Meski tidak sepanjang sejarah gasifikasi batubara, sejarah likuifikasi batubara juga cukup panjang, sekitar satu abad. Jerman memanfaatkan bahan bakar batubara cair dalam Perang Dunia (PD) I dan PD II. Pada PD II, 92 persen bahan bakar untuk pesawat terbang dan 50 persen untuk BBM berasal dari batubara. Angkatan perang Jepang juga memanfaatkan bahan bakar cair dari batubara pada PD II.
Likuifikasi batubara dengan teknologi lebih canggih dapat menghasilkan BBM sintetis untuk menyuplai berbagai kebutuhan energi dalam negeri. Hal ini terbukti dengan kisah sukses pembuatan bahan bakar sintetis dari batubara yang dikembangkan pada masa Afrika Selatan harus menghadapi embargo negara penghasil minyak karena kebijakan apartheidnya. Afsel memproduksi bahan bakar cair dari batubara sejak 1955.
Investasi pengolahan
Negara-negara lain juga telah mengembangkan proyek-proyek likuifikasi batubara dengan teknologi lebih mutakhir, seperti AS, Jerman, Jepang, Australia, dan India. Namun, Afsel dan Tiongkok adalah yang terdepan dalam upaya ini. Setiap ton batubara padat yang diolah (dalam reaktor Bergius) dapat menghasilkan 6,2 barrel BBM sintesis berkualitas tinggi. Bahan ini dapat dipergunakan sebagai pengganti BBM pesawat jet, mesin diesel, serta bensin dan BBM biasa. Kualitas batubara cair yang dihasilkan sama dengan minyak mentah dan harga jualnya bisa bersaing. Menurut sebuah studi, batubara cair akan ekonomis pada harga minyak 48 dollar AS-75 dollar AS per barrel, lebih kurang pada tingkat harga sekarang.

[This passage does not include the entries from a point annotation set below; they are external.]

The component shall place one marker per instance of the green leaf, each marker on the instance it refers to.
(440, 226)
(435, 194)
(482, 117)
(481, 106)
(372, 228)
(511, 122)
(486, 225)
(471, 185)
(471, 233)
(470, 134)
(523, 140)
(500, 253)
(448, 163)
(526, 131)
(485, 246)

Teknologi pengolahannya juga cukup ramah lingkungan. Kalaupun menghasilkan limbah (debu dan unsur sisa produksi lain), limbah itu masih dapat dimanfaatkan untuk bahan baku campuran pembuatan aspal. Bahkan, sisa gas hidrogen masih laku dijual untuk dimanfaatkan jadi bahan bakar. Walaupun investasi awal kilang batubara cair lebih mahal dibandingkan kilang minyak bumi dan biodiesel, harga bahan bakunya lebih murah sehingga konversi ke BBM berbasis batubara sangat sesuai untuk pemanfaatan cadangan batubara muda, yang tidak mudah pemasarannya. Ini khususnya bagi Indonesia mengingat potensinya besar, sekitar 23 miliar ton (60 persen cadangan nasional) atau setara 37 miliar barrel bahan bakar cair sintetis.
Di tengah kebutuhan energi yang meningkat, bangsa Indonesia dilelahkan oleh permasalahan BBM, subsidi, dan impornya. Ketergantungan pada BBM sebagai sumber energi utama perlu dikurangi. Upaya memanfaatkan batubara guna menggantikan gas bumi untuk berbagai kebutuhan dan menggunakan batubara cair guna mengganti minyak diesel (MFO) untuk PLTD, terutama di daerah terpencil, mengganti gas bumi dalam pengusahaan minyak (EOR) dan operasi kilang LNG, serta mengganti LSWR di kilang minyak (refinery) akan menguntungkan ekonomi nasional.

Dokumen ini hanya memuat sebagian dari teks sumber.